I’m baffled, considering the lengths I have to go to get him to go to sleep in the comfort of his own bed. I’m driving up and down the valley just so the kid can get a nap, and meanwhile I’m exhausted and about to go over the mileage limit on my leased car.

Also, babe is waking up at least twice a night and screaming “Mommy!” as if auditioning for the lead role in a horror movie. I roll out of bed, stumble into his room, and perch myself awkwardly on the edge of his tiny little toddler bed with freezing feet and rub his back and do whatever else it takes to get him back to sleep, which can take anywhere from two minutes to two hours.

Oh, I know what you’re thinking. Put your foot down, let that kid know who’s boss. If you live west of Basalt, it’s probably more along the lines of eliminating screen time or cutting out sugar and gluten and it’s definitely because you didn’t breast feed long enough.

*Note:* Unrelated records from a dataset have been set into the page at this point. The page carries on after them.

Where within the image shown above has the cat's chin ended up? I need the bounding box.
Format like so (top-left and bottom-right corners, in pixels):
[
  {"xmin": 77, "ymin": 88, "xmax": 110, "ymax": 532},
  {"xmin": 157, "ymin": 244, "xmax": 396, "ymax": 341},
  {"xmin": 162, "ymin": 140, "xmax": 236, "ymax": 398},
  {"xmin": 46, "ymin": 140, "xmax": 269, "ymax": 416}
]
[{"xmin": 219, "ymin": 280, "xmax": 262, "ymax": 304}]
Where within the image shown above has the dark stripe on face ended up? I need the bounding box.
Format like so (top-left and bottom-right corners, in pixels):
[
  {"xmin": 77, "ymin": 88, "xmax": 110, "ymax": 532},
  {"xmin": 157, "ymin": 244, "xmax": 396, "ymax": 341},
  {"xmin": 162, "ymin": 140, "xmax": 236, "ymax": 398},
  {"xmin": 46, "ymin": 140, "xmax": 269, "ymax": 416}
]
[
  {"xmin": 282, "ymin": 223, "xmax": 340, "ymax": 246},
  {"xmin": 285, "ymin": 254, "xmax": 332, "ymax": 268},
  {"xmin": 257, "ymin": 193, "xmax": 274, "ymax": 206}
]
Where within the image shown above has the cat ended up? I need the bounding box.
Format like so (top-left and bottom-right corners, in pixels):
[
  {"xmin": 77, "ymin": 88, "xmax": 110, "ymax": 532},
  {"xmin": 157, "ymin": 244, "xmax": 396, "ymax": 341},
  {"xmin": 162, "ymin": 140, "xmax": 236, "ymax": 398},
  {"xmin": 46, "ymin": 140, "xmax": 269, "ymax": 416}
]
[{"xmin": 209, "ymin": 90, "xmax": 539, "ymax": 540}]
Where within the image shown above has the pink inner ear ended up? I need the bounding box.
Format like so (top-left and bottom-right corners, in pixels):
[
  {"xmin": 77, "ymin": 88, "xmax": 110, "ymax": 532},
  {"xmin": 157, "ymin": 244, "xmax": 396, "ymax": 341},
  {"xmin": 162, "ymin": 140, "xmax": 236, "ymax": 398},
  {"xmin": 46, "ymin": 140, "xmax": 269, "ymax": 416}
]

Having Levi has made me believe in past lives because even at the ripe age of two, this kid has my number. Whenever I try to be stern with him, he smirks like he’s trying to stifle a laugh, looking at me like, “You were never like this back in college,” like we’ve already known each other for a long, long time and are more like old cronies than mother and son. On the rare occasion I am able to remain firm, he avoids my eyes and then repeats the behavior at the first given opportunity.

It was my mother-in-law who said, “Everything is a phase. As soon as he stops doing one thing, it’ll be something else.”

Maybe I took off out of the gate too fast, foolishly thinking I’d win with a sprint when I’ve got a lifelong marathon ahead. I just hope they serve strong drinks at the aid station.